CHICAGO — Local sound engineer Carrie Hotstone extracted the vocal track from a Smashing Pumpkins song today in order to properly enjoy the band’s music, sources who didn’t even know they wanted that version until they got it reported.

“Several of my friends have already asked me for a digital copy of the track,” said Hotstone while diligently Photoshopping Billy Corgan out of a band picture. “I’ve always been such a huge fan of the first 30 seconds of Smashing Pumpkins songs, just before those whiny, nasally, woodland creature-like shrieks cause me to wince and play literally anything else. You just have no idea what it’s like to finally be able to enjoy their music without your eye twitching from the discomfort your brain goes through trying to process and decode whatever the fuck ‘the world is a vampire’ lyrics are supposed to mean.”

Butch Vig, producer for the band’s “Siamese Dream” album, explained the group’s method.

“Evidently, the harsh vocal track is deliberate and essential to the Smashing Pumpkins listening experience,” said Vig, while dropping several hints that he would rather talk about a Nirvana album he once produced. “According to the band, their music is too ethereally rich and sonically perfect otherwise, so they intentionally let Billy Corgan sing as a way to test their fans and weed out the ‘fake’ ones. It’s an odd way to conduct your band, but makes sense when you consider Billy’s bizarre validation needs.”

Experts have long documented the sometimes incompatible nature of a band’s music and their style of vocals.
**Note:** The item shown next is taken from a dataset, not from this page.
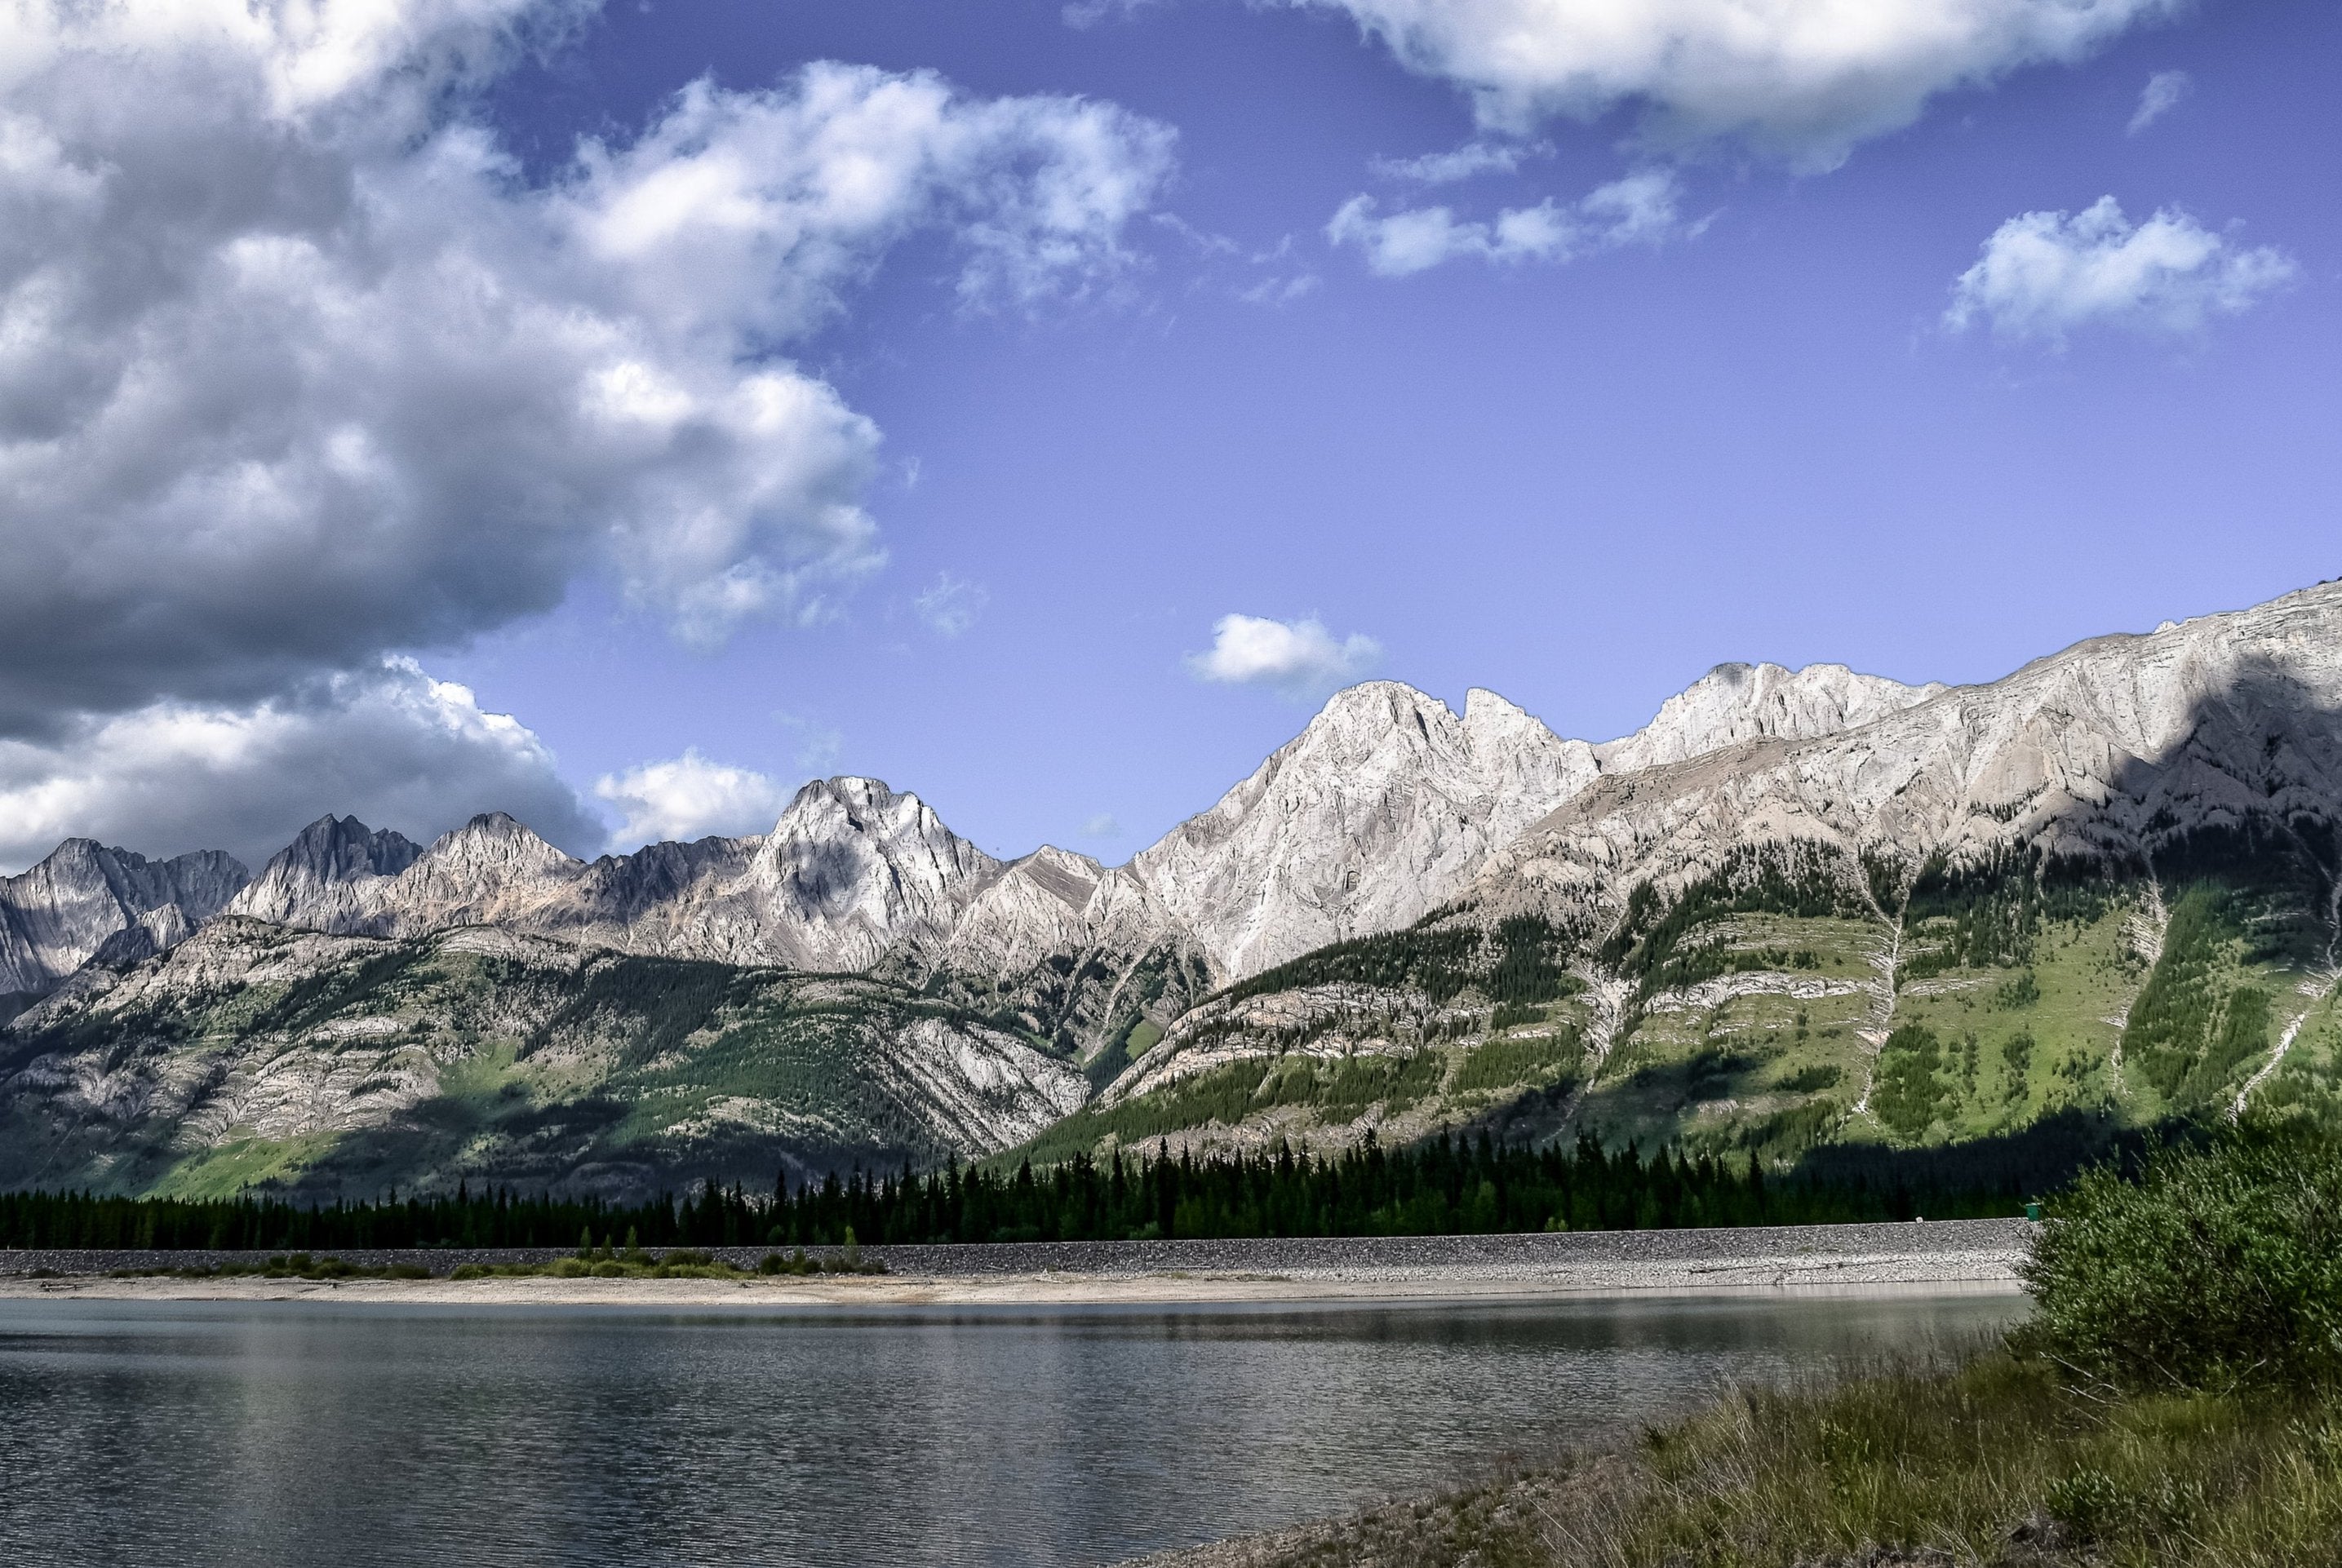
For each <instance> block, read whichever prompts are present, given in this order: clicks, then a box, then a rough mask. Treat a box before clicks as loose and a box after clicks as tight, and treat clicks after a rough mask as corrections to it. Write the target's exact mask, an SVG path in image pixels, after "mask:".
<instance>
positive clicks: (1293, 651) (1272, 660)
mask: <svg viewBox="0 0 2342 1568" xmlns="http://www.w3.org/2000/svg"><path fill="white" fill-rule="evenodd" d="M1377 662H1382V644H1377V641H1375V639H1372V637H1365V634H1363V632H1351V634H1349V637H1344V639H1340V641H1335V637H1333V632H1328V630H1326V623H1321V620H1319V618H1316V615H1309V618H1304V620H1269V618H1265V615H1220V620H1215V623H1213V627H1211V648H1208V651H1206V653H1190V655H1187V669H1190V672H1192V674H1194V676H1197V679H1199V681H1213V683H1220V686H1265V688H1269V690H1274V693H1279V695H1283V697H1293V700H1295V702H1307V700H1312V697H1323V695H1326V693H1330V690H1335V688H1340V686H1349V683H1351V681H1358V679H1365V674H1368V672H1372V667H1375V665H1377Z"/></svg>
“An unpleasant voice can absolutely ruin an entire band for listeners despite the music itself slapping,” said music critic Leslie Chambers. “But a terrible vocalist can still force their way to the front of a band just to satisfy their ego and get that sweet lead singer credit. This is exactly why the conscientious band Explosions in the Sky opted not to use a singer at all. It’s like they did their fans a favor by not asking them to actively tune out an unnecessary vocal track. Totally revolutionary.”

After extracting the vocal track from every song in the Smashing Pumpkins discography, Hotstone turned her focus to removing Bob Dylan’s voice from his own music.